Committee on Judicial Accountability
- Type: NGO

= Committee on Judicial Accountability and Judicial Reforms =

The Committee on Judicial Accountability and Judicial Reforms (CJAR) is a group of lawyers in India who work to improve the accountability of judges.

In 1998 the committee prepared a charge sheet to impeach Justice Madan Mohan Punchhi, and obtained the signatures of 25 Rajya Sabha MPs. However, Punchhi was appointed Chief Justice of India before the required 50 signatures had been obtained, at which point it became impossible to gain further support for the motion.

The Committee on Judicial Accountability issued a highly critical report on the Judges Enquiry Bill, 2006, saying of that bill that it "is going to reduce whatever little accountability of Judges remained under the present Judges Enquiry Act". Anil B. Divan said "The aforementioned new bill is worse than the old Judges Inquiry Act and it needs to be scrapped in toto. This new bill is nothing but a sham".

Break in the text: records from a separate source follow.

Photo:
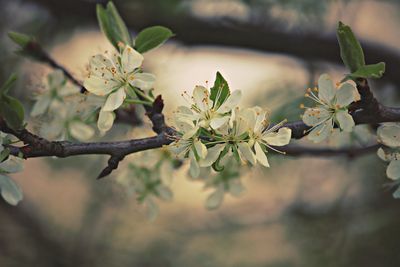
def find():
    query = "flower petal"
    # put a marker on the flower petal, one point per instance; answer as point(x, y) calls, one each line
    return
point(326, 90)
point(345, 121)
point(115, 100)
point(315, 116)
point(280, 138)
point(218, 122)
point(321, 132)
point(231, 102)
point(131, 59)
point(245, 149)
point(100, 86)
point(212, 155)
point(393, 170)
point(345, 95)
point(144, 81)
point(106, 120)
point(260, 155)
point(201, 149)
point(194, 169)
point(200, 97)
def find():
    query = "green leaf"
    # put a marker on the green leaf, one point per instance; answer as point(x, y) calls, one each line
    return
point(220, 91)
point(374, 71)
point(151, 38)
point(350, 48)
point(10, 191)
point(112, 25)
point(216, 165)
point(4, 154)
point(20, 39)
point(7, 85)
point(12, 112)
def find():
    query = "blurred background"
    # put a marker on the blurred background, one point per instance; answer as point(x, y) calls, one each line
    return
point(303, 211)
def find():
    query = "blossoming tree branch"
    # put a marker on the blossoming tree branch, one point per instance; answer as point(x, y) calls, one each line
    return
point(212, 132)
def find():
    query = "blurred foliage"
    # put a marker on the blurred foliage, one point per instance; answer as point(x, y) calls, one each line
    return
point(359, 227)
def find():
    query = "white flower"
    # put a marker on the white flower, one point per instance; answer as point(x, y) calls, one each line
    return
point(332, 107)
point(389, 135)
point(56, 89)
point(206, 113)
point(113, 77)
point(262, 137)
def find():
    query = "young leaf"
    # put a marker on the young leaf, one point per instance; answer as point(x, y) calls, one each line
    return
point(151, 38)
point(20, 39)
point(10, 191)
point(350, 48)
point(7, 85)
point(12, 111)
point(112, 25)
point(220, 91)
point(374, 71)
point(119, 27)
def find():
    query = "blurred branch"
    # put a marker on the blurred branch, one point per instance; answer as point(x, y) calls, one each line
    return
point(268, 38)
point(350, 152)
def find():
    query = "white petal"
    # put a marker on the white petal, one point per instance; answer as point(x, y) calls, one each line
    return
point(382, 155)
point(326, 90)
point(106, 120)
point(260, 154)
point(345, 121)
point(41, 105)
point(218, 122)
point(321, 132)
point(80, 130)
point(235, 187)
point(212, 155)
point(249, 116)
point(194, 169)
point(201, 149)
point(100, 86)
point(345, 95)
point(231, 102)
point(200, 97)
point(314, 116)
point(280, 138)
point(245, 149)
point(393, 170)
point(144, 81)
point(131, 59)
point(115, 100)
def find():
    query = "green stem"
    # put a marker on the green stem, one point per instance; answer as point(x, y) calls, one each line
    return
point(137, 101)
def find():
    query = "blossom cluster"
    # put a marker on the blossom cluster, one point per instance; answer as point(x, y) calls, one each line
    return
point(389, 135)
point(331, 108)
point(62, 111)
point(213, 127)
point(117, 78)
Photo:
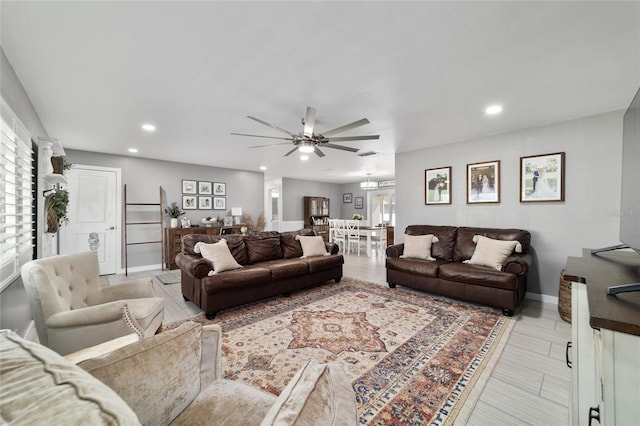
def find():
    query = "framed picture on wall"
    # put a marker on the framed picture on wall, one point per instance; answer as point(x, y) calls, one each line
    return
point(204, 188)
point(219, 203)
point(437, 186)
point(204, 203)
point(189, 186)
point(542, 178)
point(483, 182)
point(189, 202)
point(219, 188)
point(359, 203)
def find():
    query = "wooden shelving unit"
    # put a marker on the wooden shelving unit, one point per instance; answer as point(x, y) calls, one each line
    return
point(128, 224)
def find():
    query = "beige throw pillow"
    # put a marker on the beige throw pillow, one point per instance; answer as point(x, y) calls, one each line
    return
point(219, 256)
point(418, 246)
point(312, 246)
point(493, 253)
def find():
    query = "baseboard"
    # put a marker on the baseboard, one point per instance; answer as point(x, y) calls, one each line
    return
point(545, 298)
point(142, 268)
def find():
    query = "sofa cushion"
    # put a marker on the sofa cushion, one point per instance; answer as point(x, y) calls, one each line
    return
point(492, 253)
point(249, 276)
point(478, 275)
point(323, 263)
point(219, 255)
point(290, 246)
point(131, 371)
point(312, 246)
point(319, 394)
point(418, 246)
point(263, 246)
point(414, 266)
point(465, 247)
point(446, 239)
point(40, 386)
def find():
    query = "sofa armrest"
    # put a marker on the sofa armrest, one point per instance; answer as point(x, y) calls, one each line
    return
point(193, 265)
point(135, 289)
point(395, 250)
point(518, 264)
point(332, 248)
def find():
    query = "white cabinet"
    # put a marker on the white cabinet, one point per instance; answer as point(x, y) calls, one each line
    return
point(605, 378)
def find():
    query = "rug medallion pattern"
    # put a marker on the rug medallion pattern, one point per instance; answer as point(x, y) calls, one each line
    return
point(410, 356)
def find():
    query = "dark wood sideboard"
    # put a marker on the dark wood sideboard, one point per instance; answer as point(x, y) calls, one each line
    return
point(173, 240)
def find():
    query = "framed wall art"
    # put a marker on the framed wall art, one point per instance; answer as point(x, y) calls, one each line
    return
point(189, 186)
point(359, 203)
point(219, 188)
point(204, 203)
point(437, 186)
point(204, 188)
point(219, 203)
point(189, 202)
point(483, 182)
point(542, 178)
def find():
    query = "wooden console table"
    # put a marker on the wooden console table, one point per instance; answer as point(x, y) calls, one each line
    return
point(605, 339)
point(173, 240)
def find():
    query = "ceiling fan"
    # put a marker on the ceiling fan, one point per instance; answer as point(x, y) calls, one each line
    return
point(307, 141)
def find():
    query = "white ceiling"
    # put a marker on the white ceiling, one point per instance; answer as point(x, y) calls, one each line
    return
point(421, 72)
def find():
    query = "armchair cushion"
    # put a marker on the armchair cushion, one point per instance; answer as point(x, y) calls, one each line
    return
point(39, 386)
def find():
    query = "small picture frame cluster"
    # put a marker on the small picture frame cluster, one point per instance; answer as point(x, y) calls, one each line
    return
point(542, 178)
point(203, 195)
point(437, 186)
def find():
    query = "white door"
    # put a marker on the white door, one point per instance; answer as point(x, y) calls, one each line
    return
point(94, 215)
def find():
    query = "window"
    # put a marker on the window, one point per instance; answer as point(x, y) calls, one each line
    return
point(16, 215)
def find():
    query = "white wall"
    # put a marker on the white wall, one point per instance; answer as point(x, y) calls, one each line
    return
point(593, 147)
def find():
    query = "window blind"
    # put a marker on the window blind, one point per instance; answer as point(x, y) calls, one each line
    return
point(16, 216)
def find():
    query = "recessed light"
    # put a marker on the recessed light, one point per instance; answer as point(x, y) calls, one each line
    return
point(493, 110)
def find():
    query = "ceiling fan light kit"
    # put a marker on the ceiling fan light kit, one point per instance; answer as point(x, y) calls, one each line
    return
point(307, 141)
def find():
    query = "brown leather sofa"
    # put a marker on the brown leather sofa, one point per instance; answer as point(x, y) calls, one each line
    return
point(272, 265)
point(448, 276)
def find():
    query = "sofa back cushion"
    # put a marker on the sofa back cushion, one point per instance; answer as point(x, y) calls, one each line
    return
point(291, 247)
point(465, 247)
point(443, 249)
point(235, 243)
point(263, 246)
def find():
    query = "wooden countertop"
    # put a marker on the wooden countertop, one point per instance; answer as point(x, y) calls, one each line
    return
point(599, 271)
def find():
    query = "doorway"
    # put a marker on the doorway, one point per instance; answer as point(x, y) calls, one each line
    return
point(94, 215)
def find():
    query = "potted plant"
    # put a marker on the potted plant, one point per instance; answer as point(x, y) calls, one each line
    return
point(174, 212)
point(57, 203)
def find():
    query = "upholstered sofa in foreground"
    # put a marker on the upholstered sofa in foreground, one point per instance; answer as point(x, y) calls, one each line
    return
point(271, 263)
point(171, 378)
point(457, 270)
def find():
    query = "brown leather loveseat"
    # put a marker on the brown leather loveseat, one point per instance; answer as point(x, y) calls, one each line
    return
point(447, 275)
point(272, 264)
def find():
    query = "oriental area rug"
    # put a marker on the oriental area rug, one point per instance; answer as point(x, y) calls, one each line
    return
point(412, 358)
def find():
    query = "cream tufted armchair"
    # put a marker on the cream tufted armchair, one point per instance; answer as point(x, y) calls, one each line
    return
point(71, 311)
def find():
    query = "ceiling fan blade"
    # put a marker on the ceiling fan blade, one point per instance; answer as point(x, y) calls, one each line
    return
point(260, 136)
point(346, 127)
point(271, 144)
point(344, 148)
point(291, 152)
point(309, 121)
point(272, 126)
point(353, 138)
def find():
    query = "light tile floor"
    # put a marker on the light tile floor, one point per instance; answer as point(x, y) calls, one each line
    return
point(530, 382)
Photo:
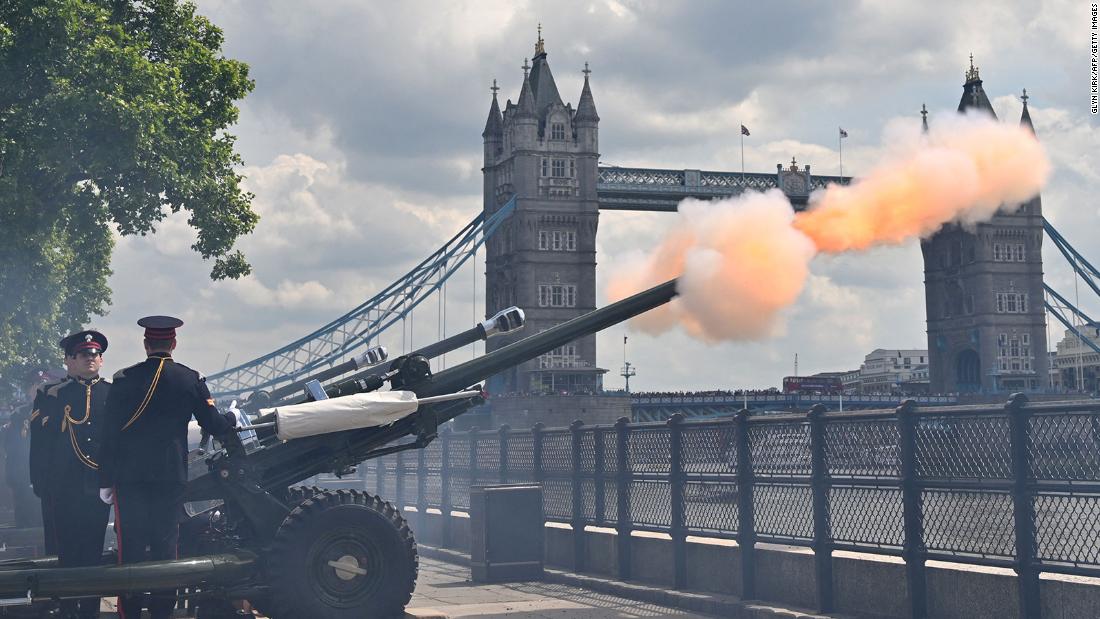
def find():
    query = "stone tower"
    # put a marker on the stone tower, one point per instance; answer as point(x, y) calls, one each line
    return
point(983, 293)
point(543, 257)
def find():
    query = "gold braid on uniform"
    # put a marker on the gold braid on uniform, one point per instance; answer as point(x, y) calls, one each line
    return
point(149, 396)
point(69, 423)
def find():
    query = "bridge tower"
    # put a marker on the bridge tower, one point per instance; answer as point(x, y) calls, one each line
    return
point(983, 293)
point(543, 257)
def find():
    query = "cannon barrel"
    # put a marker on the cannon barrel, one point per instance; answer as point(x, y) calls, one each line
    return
point(285, 463)
point(219, 570)
point(507, 320)
point(372, 357)
point(475, 371)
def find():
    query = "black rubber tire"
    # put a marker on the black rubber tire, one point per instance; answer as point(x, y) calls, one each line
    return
point(356, 529)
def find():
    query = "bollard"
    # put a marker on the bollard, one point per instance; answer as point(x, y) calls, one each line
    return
point(820, 487)
point(623, 496)
point(1023, 506)
point(504, 453)
point(678, 529)
point(598, 472)
point(444, 486)
point(578, 520)
point(746, 529)
point(913, 550)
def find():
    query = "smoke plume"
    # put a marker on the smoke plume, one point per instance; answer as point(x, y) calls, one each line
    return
point(743, 260)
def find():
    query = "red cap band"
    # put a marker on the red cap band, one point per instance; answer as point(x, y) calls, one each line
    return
point(160, 333)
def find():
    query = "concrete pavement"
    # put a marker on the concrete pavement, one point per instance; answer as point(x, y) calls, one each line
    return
point(444, 589)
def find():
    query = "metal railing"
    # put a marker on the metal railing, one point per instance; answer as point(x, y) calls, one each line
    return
point(1013, 486)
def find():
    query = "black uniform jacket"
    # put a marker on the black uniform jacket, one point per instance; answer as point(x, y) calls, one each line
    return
point(73, 412)
point(17, 446)
point(145, 432)
point(42, 441)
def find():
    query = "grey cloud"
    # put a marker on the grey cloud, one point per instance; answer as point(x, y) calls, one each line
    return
point(392, 97)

In December 2009 the CJA stated that it considered that recommendations for judicial appointments should only be made after a public debate, including review by members of the bar of the affected high courts. This statement was made in relation to controversy about the appointments of justices C. K. Prasad and P. D. Dinakaran. The statement was signed by Ram Jethmalani, Shanti Bhushan, Fali Sam Nariman, Anil B. Divan, Kamini Jaiswal and Prashant Bhushan.
Prashant Bhushan is also the convenor of the Working Committee of the Campaign for Judicial Accountability and Judicial Reforms.